Colab notebook crashing while calculating PCA/K-Means. CSV file contains 80,000+ rows!
Opened this issue · 3 comments
Hello,
I'm trying to visualize Kmeans for the dataset I have which has 80K+ rows with 9 columns.
The notebook keeps crashing whenever I try to run this particular code:
#Add pca value to dataframe to use as visualization coordinates
df1['pca'] = (
df1['clean_tweet']
.pipe(hero.tfidf)
.pipe(hero.pca)
)
#Add k-means cluster to dataframe
df1['kmeans'] = (
df1['clean_tweet']
.pipe(hero.tfidf)
.pipe(hero.kmeans)
)
df1.head()
Is it because texthero can't handle that many rows yet?
Any other solution?
Same happened even for me, and I assumed its because of "large data and Colab"
Hi!
This is a known (current) limitation of Texthero. It will be fixed soon in the next releases (Texthero is still in Beta).

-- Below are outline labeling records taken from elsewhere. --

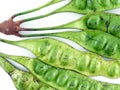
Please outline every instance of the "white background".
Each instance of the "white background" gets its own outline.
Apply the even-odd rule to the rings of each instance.
[[[15,13],[38,7],[40,5],[45,4],[48,1],[49,0],[1,0],[1,3],[0,3],[0,22],[7,20],[10,16],[12,16]],[[66,0],[66,1],[69,1],[69,0]],[[66,2],[63,2],[60,5],[63,5],[65,3]],[[42,9],[41,11],[35,12],[35,13],[28,15],[28,16],[25,15],[22,17],[18,17],[18,18],[16,18],[16,20],[19,20],[22,18],[27,18],[30,16],[45,14],[49,11],[54,10],[56,7],[58,7],[60,5],[58,4],[58,5],[51,7],[51,8]],[[120,11],[120,9],[115,9],[115,10],[110,11],[110,12],[119,14],[120,13],[119,11]],[[24,23],[21,26],[22,27],[54,26],[54,25],[59,25],[59,24],[71,21],[71,20],[75,20],[81,16],[82,15],[75,14],[75,13],[61,13],[61,14],[53,15],[53,16],[50,16],[48,18],[44,18],[41,20],[36,20],[36,21]],[[19,37],[15,37],[15,36],[7,36],[7,35],[4,35],[2,33],[0,33],[0,38],[6,38],[6,39],[12,39],[12,40],[13,39],[14,40],[21,39]],[[79,46],[77,48],[81,49]],[[34,56],[29,51],[25,51],[21,48],[16,48],[16,47],[10,46],[8,44],[4,44],[4,43],[0,43],[0,52],[12,54],[12,55],[17,54],[17,55],[25,55],[25,56],[31,56],[31,57]],[[92,78],[97,79],[97,80],[101,80],[101,81],[105,81],[105,82],[109,82],[109,83],[119,83],[120,84],[120,78],[113,79],[113,80],[102,77],[102,76],[92,77]],[[5,73],[4,70],[2,70],[1,68],[0,68],[0,89],[1,90],[16,90],[9,75],[7,75],[7,73]]]

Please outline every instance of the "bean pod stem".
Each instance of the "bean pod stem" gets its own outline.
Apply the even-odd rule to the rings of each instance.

The problem arises on the tfidf part, by default max_features is None, meaning a giant matrix doc-term occurrences is created. This is by default sparse, but as of now Texthero convert it into a dense matrix (to be saved as a Pandas Series of list and to be passed into pca)
For now, you should be able to solve the problem by replacing ".pipe(hero.tfidf)" with ".pipe(hero.tfidf, max_features=300)" (any value between 100-300 is ok)

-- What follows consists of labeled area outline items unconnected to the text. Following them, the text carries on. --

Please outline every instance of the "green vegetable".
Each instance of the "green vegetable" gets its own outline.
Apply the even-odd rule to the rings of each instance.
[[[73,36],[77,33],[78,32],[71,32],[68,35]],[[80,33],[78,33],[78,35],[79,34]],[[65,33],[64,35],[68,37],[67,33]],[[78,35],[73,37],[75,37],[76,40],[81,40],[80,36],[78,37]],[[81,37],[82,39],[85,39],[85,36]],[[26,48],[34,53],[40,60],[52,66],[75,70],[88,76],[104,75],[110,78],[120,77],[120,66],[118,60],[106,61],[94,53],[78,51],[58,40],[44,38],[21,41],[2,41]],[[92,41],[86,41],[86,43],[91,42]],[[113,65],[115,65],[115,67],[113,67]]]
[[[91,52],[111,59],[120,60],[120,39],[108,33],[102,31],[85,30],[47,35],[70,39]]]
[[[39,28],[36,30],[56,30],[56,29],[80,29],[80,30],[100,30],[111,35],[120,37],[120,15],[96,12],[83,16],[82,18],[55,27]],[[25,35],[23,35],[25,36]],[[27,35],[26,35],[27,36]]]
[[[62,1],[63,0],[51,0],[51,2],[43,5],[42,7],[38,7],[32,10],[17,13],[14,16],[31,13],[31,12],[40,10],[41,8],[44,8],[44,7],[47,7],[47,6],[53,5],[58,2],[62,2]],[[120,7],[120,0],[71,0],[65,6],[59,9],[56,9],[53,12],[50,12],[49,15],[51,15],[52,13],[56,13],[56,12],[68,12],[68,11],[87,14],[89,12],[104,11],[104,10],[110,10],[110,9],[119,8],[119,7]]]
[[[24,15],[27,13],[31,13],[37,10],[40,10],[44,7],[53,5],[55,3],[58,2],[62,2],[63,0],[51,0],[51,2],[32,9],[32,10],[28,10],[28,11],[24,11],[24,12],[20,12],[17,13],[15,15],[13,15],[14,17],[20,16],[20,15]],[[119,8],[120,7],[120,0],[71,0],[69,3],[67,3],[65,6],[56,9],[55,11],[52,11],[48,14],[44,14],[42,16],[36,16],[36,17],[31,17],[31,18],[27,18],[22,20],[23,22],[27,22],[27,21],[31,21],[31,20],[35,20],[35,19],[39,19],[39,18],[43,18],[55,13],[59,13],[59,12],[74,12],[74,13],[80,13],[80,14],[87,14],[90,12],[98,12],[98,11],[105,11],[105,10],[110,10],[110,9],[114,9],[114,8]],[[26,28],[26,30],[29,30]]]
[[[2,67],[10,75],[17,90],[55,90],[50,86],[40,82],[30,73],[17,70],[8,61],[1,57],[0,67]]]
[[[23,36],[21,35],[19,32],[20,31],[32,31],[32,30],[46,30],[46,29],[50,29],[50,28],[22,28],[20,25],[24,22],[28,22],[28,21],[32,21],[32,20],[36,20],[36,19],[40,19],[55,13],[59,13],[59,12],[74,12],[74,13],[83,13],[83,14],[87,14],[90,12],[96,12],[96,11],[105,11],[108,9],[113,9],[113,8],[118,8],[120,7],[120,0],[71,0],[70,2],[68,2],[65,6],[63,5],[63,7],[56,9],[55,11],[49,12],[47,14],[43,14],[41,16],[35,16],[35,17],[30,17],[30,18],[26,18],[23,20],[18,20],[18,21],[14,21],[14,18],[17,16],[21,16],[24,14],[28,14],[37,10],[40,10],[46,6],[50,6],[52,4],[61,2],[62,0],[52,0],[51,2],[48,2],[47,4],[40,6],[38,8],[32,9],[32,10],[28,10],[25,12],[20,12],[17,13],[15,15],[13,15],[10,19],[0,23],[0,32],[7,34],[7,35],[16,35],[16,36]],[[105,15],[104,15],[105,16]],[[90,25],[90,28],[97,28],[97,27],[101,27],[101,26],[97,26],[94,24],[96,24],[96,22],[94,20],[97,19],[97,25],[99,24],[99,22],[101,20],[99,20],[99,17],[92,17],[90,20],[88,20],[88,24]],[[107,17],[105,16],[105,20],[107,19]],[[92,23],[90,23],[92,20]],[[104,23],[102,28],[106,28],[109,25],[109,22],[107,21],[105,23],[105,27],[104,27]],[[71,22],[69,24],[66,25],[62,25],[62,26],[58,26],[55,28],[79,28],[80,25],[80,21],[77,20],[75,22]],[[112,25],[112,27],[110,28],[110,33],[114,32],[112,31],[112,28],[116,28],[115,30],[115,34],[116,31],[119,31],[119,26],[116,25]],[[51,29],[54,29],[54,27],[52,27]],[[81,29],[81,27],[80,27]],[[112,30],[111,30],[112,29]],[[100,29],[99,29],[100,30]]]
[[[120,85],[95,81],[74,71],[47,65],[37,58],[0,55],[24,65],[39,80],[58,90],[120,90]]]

Let me know if that works, in future releases we will develop a different solution that will return a Sparse Pandas Series, see #43
Hi!
This is a known (current) limitation of Texthero. It will be fixed soon in the next releases (Texthero is still in Beta).

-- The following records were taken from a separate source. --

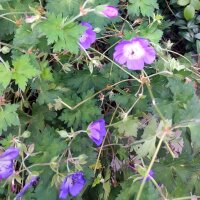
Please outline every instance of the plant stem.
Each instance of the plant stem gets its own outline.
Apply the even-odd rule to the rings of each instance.
[[[148,177],[149,172],[150,172],[151,168],[153,167],[153,164],[154,164],[154,162],[155,162],[155,160],[156,160],[156,157],[157,157],[157,155],[158,155],[158,152],[159,152],[159,150],[160,150],[160,147],[161,147],[161,145],[162,145],[162,142],[163,142],[163,140],[164,140],[164,138],[165,138],[165,135],[166,135],[166,132],[163,132],[163,135],[162,135],[162,137],[160,138],[160,141],[159,141],[159,143],[158,143],[158,146],[156,147],[156,151],[155,151],[155,153],[154,153],[154,155],[153,155],[153,157],[152,157],[152,159],[151,159],[151,162],[150,162],[149,167],[148,167],[148,169],[147,169],[147,171],[146,171],[146,174],[145,174],[145,176],[144,176],[144,178],[143,178],[143,180],[142,180],[142,184],[141,184],[141,186],[140,186],[140,189],[139,189],[139,192],[138,192],[138,194],[137,194],[136,200],[140,200],[142,191],[143,191],[143,189],[144,189],[144,185],[145,185],[145,183],[146,183],[146,178]]]

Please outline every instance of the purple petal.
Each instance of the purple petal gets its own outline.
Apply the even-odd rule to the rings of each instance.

The problem arises on the tfidf part, by default max_features is None, meaning a giant matrix doc-term occurrences is created. This is by default sparse, but as of now Texthero convert it into a dense matrix (to be saved as a Pandas Series of list and to be passed into pca)
For now, you should be able to solve the problem by replacing ".pipe(hero.tfidf)" with ".pipe(hero.tfidf, max_features=300)" (any value between 100-300 is ok)
Let me know if that works, in future releases we will develop a different solution that will return a Sparse Pandas Series, see #43
[UPDATE]
I tried setting max_features=300
and it worked for 80k+ tweets!
This is a workaround for now.